5 releases (breaking)
0.5.0 | Feb 26, 2019 |
---|---|
0.4.0 | Feb 22, 2019 |
0.3.0 | Feb 22, 2019 |
0.2.0 | Feb 22, 2019 |
0.1.0 | Feb 21, 2019 |
#19 in #purposes
19KB
343 lines
Utilities to easily count events for debuging puposes
This can be useful to gather statistics about how often different code paths are run.
Overhead
Counters are relatively low overhead but not free (Cost of looking up a FxHashMap using static string slices as key). Using counters may affect perfomance measurements.
Optimizing out
When using the types DebugCounters
and DebugTable
instead of Counters
and
Table
, the implementation is empty unless the debug_counters
feature flag is
enabled.
This way the code for counting events can be kept while opting out of its overhead
in shipping and profiling build configurations.
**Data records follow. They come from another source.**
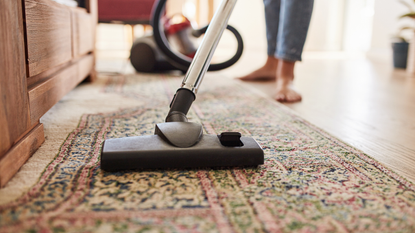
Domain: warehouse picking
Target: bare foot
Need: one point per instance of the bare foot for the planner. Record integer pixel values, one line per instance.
(265, 73)
(286, 91)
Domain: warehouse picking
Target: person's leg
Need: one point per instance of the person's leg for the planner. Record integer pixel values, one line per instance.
(268, 70)
(294, 22)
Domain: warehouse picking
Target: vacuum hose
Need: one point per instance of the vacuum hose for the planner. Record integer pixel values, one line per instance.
(180, 61)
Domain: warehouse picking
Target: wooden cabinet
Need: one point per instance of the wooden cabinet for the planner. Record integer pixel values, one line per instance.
(46, 49)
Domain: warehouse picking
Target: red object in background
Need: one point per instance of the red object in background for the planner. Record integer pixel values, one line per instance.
(126, 11)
Dummy trait implementations
In order to be embedded in structures that implement Serialize
and Deserialize
,
Counters
and DebugCounters
have dummy implementations of the traits that can be
emabled with the dummy_serialization
feature flag.
Similarly, the following traits have dummy implementations:
Eq
,PartialEq
: Always true.Hash
: Does not contribute to the hash.
These dummy implementations are meant to not change the behavior of the embedding structures.
Example
In the example below we have a function do_the_thing
which we determined to
be expensive (using a profiler). We would like to get some insight into how
often the function is run and how often we take the slow and fast paths.
use counters::Counters;
use counters::filters::*;
struct Foo {
counters: Counters,
}
impl Foo {
// This method is not mutable (&self), however we can still update
// the counters because they use internal mutability.
fn do_the_thing(&self, n: u32) -> u32 {
self.counters.event("do_the_thing");
if n % 17 == 0 {
self.counters.event("fast path A");
return self.foo();
}
if n % 56 == 0 {
self.counters.event("fast path B");
return self.bar();
}
self.counters.event("slow path");
return self.baz();
}
fn do_all_of_the_things(&mut self) {
self.counters.reset_all();
for i in 0..100 {
self.do_the_thing(i);
}
// We can use filters to accumulate the values of several counters.
let total_fast_path = self.counters.accumulate(Contains("fast path"));
let slow_path = self.counters.get("do_the_thing") - total_fast_path;
// Set the value of a counter.
self.counters.set("slow path", slow_path);
// This prints the following to stdout:
// slow path: 93
// fast path A: 6
// fast path B: 1
// do_the_thing: 100
self.counters.print_to_stdout(All);
}
// Let's pretend the methods below do interesting things...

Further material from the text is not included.